The presence of several sequences in the clone library from “heavy” DNA associated with S incubation during the SIP experiment that were not in the clone library from the static incubation might have been reflected in differences in the DGGE profiles of the “heavy” DNA from the two incubation conditions (Fig. 3). However, we did not perform DGGE analysis on clonal sequences, so that specific sequences cannot be matched with specific bands on the DGGE gel. Similarly, it is not possible to determine whether slight sequence variations among the PG2 sequences might have led to the two most prominent bands in the “heavy” DNA from either incubation condition.

Given the relatively long incubation time in the SIP experiment (28 days), we cannot be certain that the few singleton sequences recovered in the S microcosms resulted from growth on pyrene itself or whether growth might have occurred on one or more products of pyrene transformation. However, the fact that the vast majority of clones recovered from both static and S incubations were from a single clade suggests that organisms in this group are able to grow on pyrene itself. The 28-day incubation was required to achieve a high extent of pyrene mineralization, which is expected to parallel pyrene assimilation during active growth. Although the 13C-labeled pyrene added to the soil was likely more bioavailable than pyrene in a weathered contaminated soil, it was added in an amount greatly in excess of its aqueous solubility (approximately 0.13 mg/L), which would have made it available to the pyrene-degrading bacteria much more slowly than a water-soluble growth substrate.
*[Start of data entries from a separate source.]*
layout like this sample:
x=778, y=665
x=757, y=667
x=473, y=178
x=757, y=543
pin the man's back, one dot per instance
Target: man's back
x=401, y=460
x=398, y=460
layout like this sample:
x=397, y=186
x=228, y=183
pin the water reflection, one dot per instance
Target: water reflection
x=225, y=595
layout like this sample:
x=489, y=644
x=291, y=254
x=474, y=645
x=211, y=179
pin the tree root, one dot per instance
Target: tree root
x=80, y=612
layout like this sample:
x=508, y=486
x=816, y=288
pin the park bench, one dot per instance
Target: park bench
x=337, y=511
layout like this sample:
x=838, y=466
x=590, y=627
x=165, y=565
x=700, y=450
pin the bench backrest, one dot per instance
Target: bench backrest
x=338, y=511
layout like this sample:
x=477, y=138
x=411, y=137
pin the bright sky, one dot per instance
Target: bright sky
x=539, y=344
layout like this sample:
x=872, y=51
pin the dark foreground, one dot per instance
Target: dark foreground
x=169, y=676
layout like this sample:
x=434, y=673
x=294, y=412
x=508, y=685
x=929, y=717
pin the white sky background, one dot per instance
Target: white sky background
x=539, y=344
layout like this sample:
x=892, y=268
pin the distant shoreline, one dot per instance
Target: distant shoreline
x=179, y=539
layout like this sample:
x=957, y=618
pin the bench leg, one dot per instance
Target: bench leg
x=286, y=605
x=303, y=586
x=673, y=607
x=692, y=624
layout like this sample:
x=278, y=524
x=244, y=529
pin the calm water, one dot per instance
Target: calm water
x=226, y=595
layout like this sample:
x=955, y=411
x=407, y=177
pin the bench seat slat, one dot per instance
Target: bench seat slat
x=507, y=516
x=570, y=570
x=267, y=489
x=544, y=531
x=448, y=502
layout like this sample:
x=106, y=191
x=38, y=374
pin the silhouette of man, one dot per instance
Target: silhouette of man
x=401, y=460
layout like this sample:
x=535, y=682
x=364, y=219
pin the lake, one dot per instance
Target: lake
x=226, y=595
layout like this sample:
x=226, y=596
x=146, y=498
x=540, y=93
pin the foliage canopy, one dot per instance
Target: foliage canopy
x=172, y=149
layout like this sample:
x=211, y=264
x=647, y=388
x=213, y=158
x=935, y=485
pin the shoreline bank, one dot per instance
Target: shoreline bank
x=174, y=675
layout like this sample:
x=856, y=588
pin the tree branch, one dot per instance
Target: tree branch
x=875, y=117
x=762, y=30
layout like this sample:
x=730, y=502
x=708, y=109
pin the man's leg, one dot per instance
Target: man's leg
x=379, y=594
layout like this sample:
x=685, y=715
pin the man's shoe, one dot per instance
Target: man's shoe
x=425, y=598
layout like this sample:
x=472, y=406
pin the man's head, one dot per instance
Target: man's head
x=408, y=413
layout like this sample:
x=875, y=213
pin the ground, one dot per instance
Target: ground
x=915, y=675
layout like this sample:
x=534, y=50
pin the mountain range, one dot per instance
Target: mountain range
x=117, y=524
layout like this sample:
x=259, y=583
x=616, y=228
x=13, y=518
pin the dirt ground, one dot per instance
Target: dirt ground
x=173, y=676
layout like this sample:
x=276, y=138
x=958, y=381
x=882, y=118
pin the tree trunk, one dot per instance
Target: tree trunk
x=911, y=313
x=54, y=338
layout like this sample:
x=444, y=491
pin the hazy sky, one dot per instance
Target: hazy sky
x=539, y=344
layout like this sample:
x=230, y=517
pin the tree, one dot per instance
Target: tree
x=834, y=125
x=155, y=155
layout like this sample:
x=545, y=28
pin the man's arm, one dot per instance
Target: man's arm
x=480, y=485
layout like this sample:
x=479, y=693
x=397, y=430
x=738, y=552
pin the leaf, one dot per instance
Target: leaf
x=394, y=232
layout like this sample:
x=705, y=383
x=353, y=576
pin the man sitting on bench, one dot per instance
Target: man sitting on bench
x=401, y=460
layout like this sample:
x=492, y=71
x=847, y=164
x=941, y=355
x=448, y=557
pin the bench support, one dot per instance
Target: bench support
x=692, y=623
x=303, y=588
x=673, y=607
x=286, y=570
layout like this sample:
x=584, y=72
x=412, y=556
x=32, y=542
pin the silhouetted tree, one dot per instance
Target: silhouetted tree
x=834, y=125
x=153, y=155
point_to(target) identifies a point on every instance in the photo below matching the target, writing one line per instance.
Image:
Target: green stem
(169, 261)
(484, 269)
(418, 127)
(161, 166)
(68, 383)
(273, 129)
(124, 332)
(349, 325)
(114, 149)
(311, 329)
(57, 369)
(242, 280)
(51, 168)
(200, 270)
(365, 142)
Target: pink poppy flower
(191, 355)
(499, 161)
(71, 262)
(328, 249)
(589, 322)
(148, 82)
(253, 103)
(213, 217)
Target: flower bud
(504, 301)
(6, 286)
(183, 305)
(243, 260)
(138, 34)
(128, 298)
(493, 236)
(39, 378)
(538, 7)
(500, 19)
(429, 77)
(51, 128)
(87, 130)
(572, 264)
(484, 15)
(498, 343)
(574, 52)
It is interesting that in this and the only previous study in which SIP was performed with pyrene [45], no Actinobacteria were identified as significant pyrene degraders. Mycobacterium spp. and other Gram-positive organisms have been isolated from a number of field-contaminated soils when enriched on pyrene as a sole carbon source [10, 24, 27, 35], but none were identified by SIP in this study; we did not attempt to isolate any pyrene degraders from the soil investigated in this study. The contrasting findings of SIP studies and isolation methods highlight the differences in these two approaches to studying environmentally relevant microorganisms. Both SIP and culture-based methods can introduce selection bias when identifying microorganisms able to grow on a particular carbon source. Both approaches can lead to identification of organisms capable of degrading a particular compound but cannot by themselves indicate how those organisms respond to the compound under in situ conditions. However, SIP eliminates the requirement for growth outside the natural microenvironment, thereby reducing biases associated with growth in artificial media; its major bias is in exposing an indigenous microbial community to quantities of growth substrates in excess of what would be experienced under natural conditions. Furthermore, the bias introduced by high concentrations of a water-soluble substrate are expected to be attenuated with poorly soluble substrates such as pyrene and other PAHs. Nevertheless, any added hydrophobic substance such as pyrene is likely to be more bioavailable than the native, aged contaminant. Further research with cultivation-independent techniques must be conducted before the limits of either approach are fully appreciated.